Bei der Lobbyarbeit können z. B. Studien finanziert werden, die das Gegenteil bisheriger Studien beweisen. Oder es werden Drohungen ausgesprochen (vereinfacht: „Wenn ihr Gesetz x/y verwirklicht, sitzen in einem Jahr hunderttausende Leute arbeitslos auf der Straße – wollt ihr das wirklich?“). Oder oder oder. Mit den Sozialen Medien können Unternehmen heute die Meinungsbildung leicht beeinflussen und damit Lobbyismus betreiben. Wer viel zahlt, wird bei Facebook und Co. häufiger eingeblendet. Und je häufiger ich etwas lese, desto eher halte ich es für wahr. Und dann gewinnen vielleicht die Unternehmen, die falsch liegen, aber viel Geld in die Meinungsbildung gesteckt haben, und nicht die Forscher, die zwar richtig lagen, aber keine Möglichkeit hatten, ihre richtigen Erkenntnisse in die Welt zu tragen.
Fazit
Ich glaube, dass wir uns dieser drei „Fallen“ Bestätigungsfehler, kognitive Dissonanz und Lobbyarbeit bewusst sein müssen, wenn wir miteinander diskutieren, ob wir ein Umweltproblem haben oder nicht und wie wir dieses lösen. Ich selbst unterliege in meinem Denken vermutlich auch immer wieder diesen drei „Fallen“.
Wenn wir also irgendwo etwas lesen oder hören, sollten wir uns meines Erachtens immer wieder fragen und ggf. tiefergehend recherchieren:
- Woher stammt diese Information? Ist das wirklich eine neutrale, objektive Erkenntnis oder wurde sie von irgendwem mit einem bestimmten Interesse in die Welt gesetzt? Im Zusammenhang mit dem Internet: Was ist das für eine Webseite, auf der ich diese Information gefunden habe? Ist sie vertrauenswürdig oder wird sie z. B. von Verschwörungsfanatikern betrieben?
- Wer verbreitet diese Information? Welche Interessen hat diese Person?
- Was macht diese Information mit mir? Streite ich diese Ansicht ab und warum? Widerspricht sie meinem eigenen Weltbild und ist es einfacher, Gegenargumente zu finden, statt zu akzeptieren, dass man falsch lag? Bin ich bereit, meine eigene Ansicht fallen zu lassen und zu korrigieren? Wenn nein, warum nicht.

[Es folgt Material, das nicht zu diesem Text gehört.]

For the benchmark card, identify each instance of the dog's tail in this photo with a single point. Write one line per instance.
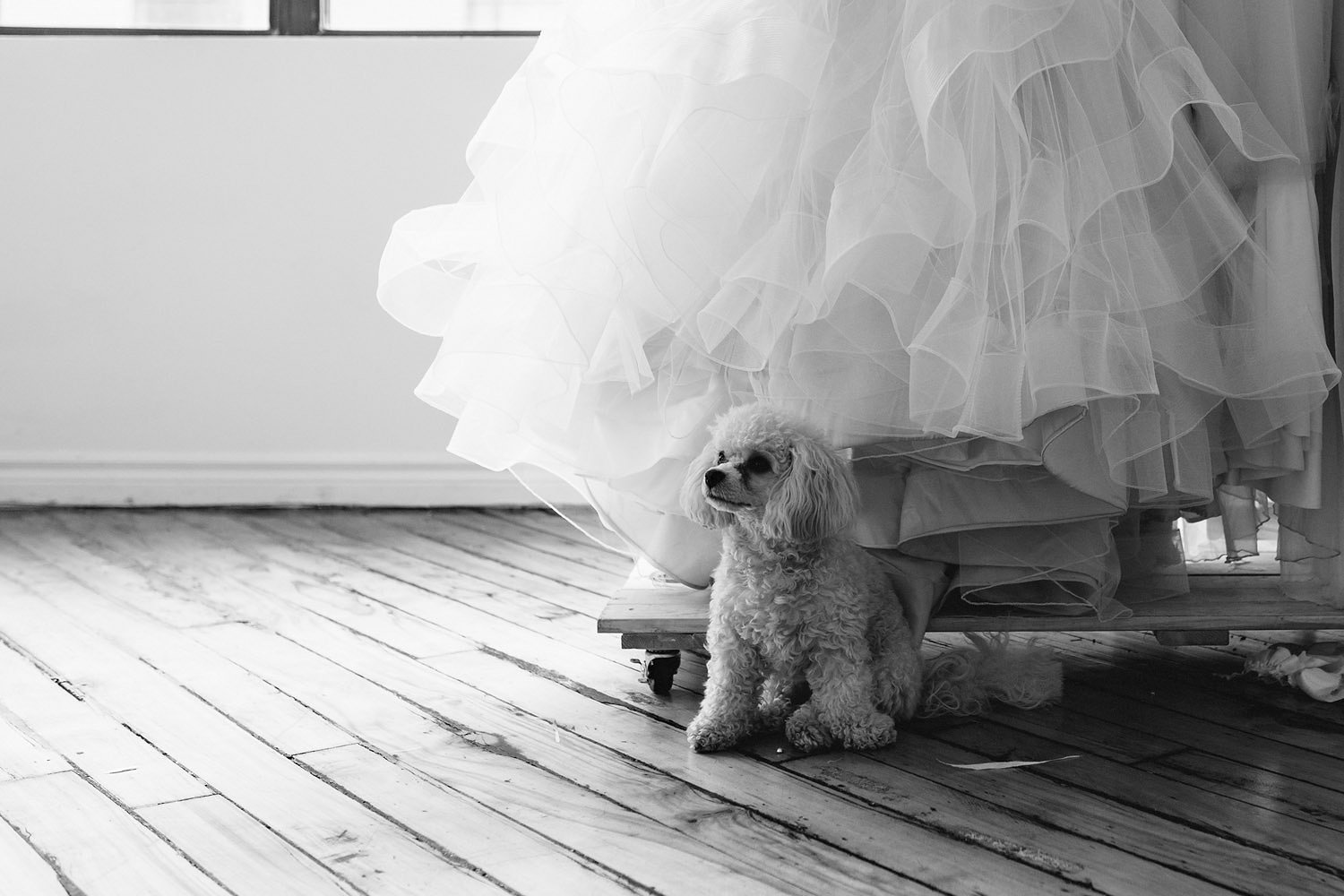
(964, 681)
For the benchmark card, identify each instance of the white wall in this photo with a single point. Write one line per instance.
(190, 231)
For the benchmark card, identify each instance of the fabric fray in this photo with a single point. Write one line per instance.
(1317, 669)
(965, 681)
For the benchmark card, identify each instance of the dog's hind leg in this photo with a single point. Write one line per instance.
(841, 708)
(897, 677)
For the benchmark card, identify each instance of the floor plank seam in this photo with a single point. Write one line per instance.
(426, 842)
(1212, 831)
(484, 556)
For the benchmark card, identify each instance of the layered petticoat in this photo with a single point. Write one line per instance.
(1048, 271)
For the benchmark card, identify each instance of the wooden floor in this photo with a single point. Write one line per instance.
(413, 702)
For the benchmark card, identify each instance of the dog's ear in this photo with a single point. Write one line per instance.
(814, 498)
(693, 493)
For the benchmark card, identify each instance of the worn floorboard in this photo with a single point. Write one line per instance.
(351, 702)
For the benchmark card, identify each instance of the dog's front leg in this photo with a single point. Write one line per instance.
(728, 710)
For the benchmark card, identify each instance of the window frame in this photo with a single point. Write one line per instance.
(288, 18)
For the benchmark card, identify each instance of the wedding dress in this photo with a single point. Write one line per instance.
(1046, 268)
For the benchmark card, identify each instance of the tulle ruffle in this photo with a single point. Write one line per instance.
(1011, 249)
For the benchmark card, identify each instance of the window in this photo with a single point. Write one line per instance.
(137, 15)
(438, 15)
(280, 16)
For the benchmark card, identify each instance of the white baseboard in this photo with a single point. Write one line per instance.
(152, 479)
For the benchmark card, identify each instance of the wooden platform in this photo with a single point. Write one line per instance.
(674, 616)
(416, 704)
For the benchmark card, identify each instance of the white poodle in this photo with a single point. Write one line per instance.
(796, 599)
(793, 597)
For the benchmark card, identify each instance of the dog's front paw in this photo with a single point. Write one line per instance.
(709, 734)
(773, 713)
(871, 734)
(806, 732)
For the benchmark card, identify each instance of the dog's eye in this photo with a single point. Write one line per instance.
(758, 463)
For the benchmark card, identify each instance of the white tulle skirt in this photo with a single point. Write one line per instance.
(1047, 266)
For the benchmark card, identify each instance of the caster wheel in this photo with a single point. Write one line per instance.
(659, 669)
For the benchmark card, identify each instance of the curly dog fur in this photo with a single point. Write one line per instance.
(793, 597)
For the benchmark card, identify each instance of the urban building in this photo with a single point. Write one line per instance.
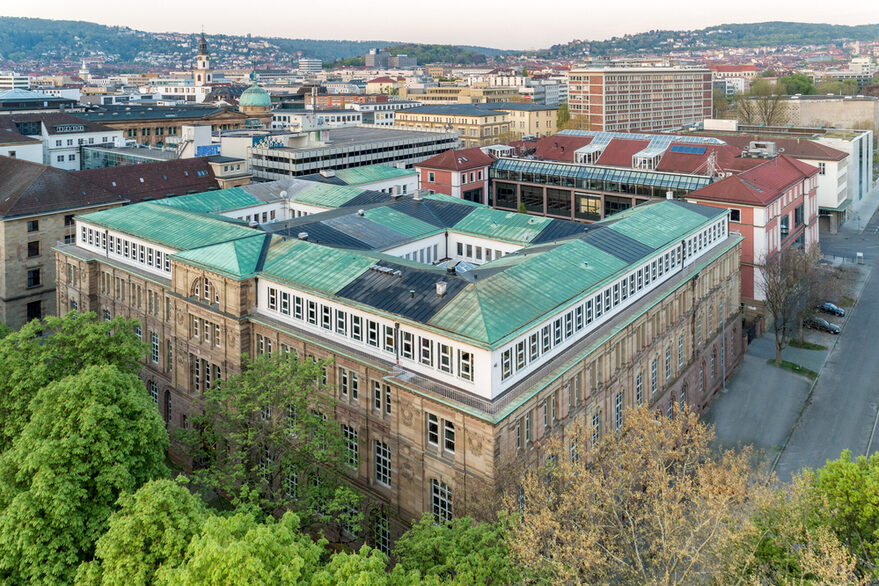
(460, 94)
(843, 156)
(308, 120)
(476, 126)
(440, 373)
(639, 98)
(528, 120)
(275, 156)
(309, 65)
(160, 125)
(36, 212)
(10, 80)
(773, 206)
(19, 101)
(460, 173)
(62, 136)
(154, 180)
(376, 178)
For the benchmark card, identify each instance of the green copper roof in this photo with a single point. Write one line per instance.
(304, 263)
(371, 174)
(452, 199)
(534, 284)
(255, 96)
(400, 222)
(212, 201)
(238, 259)
(326, 195)
(167, 226)
(659, 228)
(499, 225)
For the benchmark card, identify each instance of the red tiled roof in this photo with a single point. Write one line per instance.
(32, 188)
(760, 185)
(154, 180)
(560, 147)
(801, 148)
(618, 153)
(732, 68)
(459, 160)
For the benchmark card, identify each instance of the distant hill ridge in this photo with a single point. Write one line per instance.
(749, 35)
(22, 39)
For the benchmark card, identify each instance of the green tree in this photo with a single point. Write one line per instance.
(271, 429)
(238, 550)
(797, 83)
(152, 528)
(463, 551)
(42, 352)
(91, 436)
(848, 491)
(564, 115)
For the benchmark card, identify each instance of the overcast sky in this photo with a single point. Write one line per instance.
(514, 24)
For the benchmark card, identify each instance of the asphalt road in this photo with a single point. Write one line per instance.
(842, 412)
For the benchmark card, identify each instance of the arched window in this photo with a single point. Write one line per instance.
(204, 290)
(168, 407)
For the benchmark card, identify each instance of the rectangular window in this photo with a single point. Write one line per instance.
(618, 411)
(356, 332)
(445, 357)
(465, 365)
(390, 345)
(441, 498)
(449, 436)
(372, 333)
(382, 463)
(653, 381)
(408, 345)
(506, 364)
(426, 354)
(351, 448)
(520, 355)
(341, 323)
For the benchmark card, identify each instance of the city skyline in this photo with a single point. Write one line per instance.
(385, 23)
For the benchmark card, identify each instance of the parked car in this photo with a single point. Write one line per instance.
(817, 323)
(831, 308)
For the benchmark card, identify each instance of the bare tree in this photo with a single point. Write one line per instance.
(649, 505)
(792, 284)
(762, 105)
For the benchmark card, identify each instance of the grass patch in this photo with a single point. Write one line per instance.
(806, 345)
(846, 301)
(788, 365)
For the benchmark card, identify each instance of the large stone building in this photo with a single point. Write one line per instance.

Habe ich vor irgendetwas Angst? Wovor? Ist diese Angst begründet?
- Was sieht die Blase aus, in der ich lebe? Welche Vorstellungen habe ich? In welchen Blasen leben andere? Welche Vorstellungen haben andere vielleicht? Wie können wir miteinander kommunizieren, ohne uns gleich persönlich angegriffen zu fühlen?
Natürlich wird es schwer, alles zu hinterfragen und selbst zu recherchieren. Zu manchen Informationen haben wir vielleicht keinen Zugang. Oder wir haben keine Zeit, alles selbst herauszufinden. Und wir sind nicht in allen Gebieten Experten und wissen nicht alles. Aber wir sollten nicht alles einfach akzeptieren, nur weil es uns so gesagt wird – auch nicht von unserem Kopf oder Bauch. ;)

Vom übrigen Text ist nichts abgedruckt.